Nike stole the attention of a nation on Monday, by debuting a 30th-anniversary campaign starring former San Francisco 49ers quarterback and original anthem protester Colin Kaepernick.
The announcement heralded him as a hero for subsisting off a suspected eight-digit endorsement deal with one of the world’s largest sporting goods companies.
Kaepernick has made a name for himself protesting what he claims to be systematic injustice by law enforcement against people of color in the United States. The outrage surrounding his endorsement stems largely from his refusal to stand for America’s flag and national anthem at NFL games, as a symbolic gesture that the country is not living out the values the flag is supposed to represent.
This outrage is misplaced because it ignores the reality of Kaepernick’s political ideology, one he revealed rather shamelessly by wearing a t-shirt emblazoned with mass murderer Fidel Castro’s face on it to a press conference in Miami, Florida, home to the largest community of Castro’s victims in the country. Kaepernick refused to disown Castro, instead doubling down on his praise of the dictator when confronted by a journalist member of the Cuban exile community.

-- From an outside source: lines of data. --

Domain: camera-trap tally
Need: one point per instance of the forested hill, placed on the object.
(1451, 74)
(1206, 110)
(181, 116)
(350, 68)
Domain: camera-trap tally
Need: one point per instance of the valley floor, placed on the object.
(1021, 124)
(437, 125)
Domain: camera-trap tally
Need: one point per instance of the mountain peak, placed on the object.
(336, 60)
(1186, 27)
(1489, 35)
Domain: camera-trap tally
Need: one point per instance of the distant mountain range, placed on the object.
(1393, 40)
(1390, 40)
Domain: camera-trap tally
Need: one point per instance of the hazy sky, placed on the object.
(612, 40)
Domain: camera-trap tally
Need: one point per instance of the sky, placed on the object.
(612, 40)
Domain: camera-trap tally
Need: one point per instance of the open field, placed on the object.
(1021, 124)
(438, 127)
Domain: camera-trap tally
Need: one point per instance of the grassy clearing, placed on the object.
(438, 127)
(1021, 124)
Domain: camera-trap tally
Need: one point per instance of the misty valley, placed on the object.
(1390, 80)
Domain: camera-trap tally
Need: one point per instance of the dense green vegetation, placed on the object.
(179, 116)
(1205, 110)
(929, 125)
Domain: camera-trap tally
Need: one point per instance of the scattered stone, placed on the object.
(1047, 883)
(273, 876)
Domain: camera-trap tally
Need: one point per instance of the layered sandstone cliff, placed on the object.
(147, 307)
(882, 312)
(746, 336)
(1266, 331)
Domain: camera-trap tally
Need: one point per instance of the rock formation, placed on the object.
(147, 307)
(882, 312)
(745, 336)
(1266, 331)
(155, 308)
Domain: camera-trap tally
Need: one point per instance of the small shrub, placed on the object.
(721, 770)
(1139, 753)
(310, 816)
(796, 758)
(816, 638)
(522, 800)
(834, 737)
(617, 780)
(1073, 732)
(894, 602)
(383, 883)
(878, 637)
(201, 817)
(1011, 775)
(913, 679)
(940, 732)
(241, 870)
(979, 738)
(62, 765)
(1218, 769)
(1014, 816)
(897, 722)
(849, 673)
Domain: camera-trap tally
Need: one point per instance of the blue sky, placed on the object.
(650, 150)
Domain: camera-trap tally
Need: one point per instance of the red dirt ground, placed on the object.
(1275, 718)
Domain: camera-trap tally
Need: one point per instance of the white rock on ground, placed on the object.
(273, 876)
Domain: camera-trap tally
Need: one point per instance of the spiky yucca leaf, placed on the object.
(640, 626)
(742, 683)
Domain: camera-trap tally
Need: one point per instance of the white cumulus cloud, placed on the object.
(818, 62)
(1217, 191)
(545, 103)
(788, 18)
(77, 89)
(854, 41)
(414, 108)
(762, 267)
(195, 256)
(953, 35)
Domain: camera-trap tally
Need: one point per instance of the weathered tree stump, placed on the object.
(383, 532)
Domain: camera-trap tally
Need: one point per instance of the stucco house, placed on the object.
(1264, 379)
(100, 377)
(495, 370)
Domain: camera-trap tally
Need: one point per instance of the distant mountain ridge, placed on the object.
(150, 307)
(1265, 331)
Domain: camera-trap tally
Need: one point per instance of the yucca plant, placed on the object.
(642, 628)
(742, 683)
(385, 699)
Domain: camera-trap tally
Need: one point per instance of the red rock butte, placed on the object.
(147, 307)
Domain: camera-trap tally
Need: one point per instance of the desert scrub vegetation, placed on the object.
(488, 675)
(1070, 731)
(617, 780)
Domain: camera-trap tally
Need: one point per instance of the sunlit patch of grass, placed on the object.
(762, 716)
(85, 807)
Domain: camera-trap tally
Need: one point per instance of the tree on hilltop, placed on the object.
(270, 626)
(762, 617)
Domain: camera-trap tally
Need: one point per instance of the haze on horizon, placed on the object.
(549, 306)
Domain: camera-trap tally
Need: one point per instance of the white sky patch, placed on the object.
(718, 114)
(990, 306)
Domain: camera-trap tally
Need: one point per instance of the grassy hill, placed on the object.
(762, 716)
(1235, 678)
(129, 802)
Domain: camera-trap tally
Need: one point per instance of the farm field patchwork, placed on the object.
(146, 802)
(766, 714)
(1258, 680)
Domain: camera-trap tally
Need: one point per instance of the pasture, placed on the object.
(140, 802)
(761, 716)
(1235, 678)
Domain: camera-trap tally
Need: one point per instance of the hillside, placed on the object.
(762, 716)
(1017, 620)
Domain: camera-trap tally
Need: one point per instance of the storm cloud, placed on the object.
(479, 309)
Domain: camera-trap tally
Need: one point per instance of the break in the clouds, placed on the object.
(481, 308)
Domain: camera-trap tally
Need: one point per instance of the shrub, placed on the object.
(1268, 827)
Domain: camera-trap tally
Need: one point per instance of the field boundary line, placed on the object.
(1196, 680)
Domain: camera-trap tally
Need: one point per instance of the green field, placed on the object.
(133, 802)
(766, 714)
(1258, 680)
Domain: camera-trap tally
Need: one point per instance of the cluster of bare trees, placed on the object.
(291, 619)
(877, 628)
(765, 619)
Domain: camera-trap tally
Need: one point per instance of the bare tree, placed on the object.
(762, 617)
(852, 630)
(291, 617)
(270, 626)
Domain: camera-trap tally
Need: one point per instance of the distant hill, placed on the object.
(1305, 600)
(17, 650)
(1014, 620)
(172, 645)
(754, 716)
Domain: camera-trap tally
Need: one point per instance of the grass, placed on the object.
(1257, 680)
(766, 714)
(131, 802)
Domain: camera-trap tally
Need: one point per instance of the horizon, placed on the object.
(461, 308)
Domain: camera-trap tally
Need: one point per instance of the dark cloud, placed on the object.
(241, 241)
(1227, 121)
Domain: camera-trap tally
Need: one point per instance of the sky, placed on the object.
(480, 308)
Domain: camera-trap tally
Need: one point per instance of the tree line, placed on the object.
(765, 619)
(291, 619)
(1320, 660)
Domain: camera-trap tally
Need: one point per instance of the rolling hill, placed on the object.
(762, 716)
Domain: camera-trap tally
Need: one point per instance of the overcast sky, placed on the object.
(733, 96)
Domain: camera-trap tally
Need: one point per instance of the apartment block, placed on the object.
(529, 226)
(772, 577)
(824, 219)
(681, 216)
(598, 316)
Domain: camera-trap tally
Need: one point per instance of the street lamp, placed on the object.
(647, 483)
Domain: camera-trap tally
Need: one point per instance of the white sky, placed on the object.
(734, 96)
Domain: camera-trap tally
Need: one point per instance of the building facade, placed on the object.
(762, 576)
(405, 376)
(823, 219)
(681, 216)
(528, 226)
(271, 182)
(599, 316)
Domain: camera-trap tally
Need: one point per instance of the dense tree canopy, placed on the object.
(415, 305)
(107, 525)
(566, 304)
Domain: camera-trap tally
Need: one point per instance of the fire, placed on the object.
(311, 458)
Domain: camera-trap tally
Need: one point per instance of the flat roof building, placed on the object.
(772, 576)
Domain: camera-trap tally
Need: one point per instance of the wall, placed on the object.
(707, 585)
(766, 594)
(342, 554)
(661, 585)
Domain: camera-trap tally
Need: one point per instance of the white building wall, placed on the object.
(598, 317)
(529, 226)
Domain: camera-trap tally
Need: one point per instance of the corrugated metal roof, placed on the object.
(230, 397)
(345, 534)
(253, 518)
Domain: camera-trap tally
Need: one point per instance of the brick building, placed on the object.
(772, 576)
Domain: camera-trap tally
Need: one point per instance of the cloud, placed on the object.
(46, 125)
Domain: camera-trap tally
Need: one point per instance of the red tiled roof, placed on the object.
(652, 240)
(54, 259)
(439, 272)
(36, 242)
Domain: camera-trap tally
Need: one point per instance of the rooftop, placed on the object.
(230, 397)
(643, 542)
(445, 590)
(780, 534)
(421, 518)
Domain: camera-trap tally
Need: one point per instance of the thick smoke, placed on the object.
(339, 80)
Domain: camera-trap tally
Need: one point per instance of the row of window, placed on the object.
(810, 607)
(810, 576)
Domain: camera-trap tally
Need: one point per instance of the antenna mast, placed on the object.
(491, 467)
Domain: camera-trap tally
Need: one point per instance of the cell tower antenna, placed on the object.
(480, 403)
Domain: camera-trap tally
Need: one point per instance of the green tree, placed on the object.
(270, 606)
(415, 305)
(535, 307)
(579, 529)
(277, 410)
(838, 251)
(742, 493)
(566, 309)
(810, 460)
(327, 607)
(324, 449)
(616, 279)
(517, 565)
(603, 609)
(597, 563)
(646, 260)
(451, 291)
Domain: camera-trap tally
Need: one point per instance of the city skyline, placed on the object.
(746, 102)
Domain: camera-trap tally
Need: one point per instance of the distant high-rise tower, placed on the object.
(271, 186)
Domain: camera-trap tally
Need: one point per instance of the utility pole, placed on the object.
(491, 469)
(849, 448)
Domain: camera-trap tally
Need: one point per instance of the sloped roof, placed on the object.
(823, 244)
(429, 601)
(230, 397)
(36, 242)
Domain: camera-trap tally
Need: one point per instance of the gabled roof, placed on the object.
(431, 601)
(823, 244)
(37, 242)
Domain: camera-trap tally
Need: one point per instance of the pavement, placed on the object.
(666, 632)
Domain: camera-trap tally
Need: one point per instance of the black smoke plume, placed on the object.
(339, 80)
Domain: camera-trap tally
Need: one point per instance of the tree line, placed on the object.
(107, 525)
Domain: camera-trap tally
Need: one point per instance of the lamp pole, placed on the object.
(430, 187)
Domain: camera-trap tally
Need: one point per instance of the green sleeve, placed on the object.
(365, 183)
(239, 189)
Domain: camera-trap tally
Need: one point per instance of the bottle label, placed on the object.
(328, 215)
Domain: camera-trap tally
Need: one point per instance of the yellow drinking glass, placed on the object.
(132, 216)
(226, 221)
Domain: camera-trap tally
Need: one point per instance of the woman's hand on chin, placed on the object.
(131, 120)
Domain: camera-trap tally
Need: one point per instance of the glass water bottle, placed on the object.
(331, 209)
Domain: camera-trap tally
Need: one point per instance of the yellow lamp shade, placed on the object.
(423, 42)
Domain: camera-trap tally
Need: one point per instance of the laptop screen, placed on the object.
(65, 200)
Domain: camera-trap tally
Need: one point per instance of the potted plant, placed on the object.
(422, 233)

In endorsing the rule of Fidel Castro, Kaepernick stood in defense of police brutality, systematic racism against people of color, and the torture and murder of political dissidents, all the ills that he repeatedly claims so urgently tarnish America. In this context, refusing to stand for America’s flag becomes a rejection of the values that Kaepernick claims to represent – and now Nike has rejected those values, too.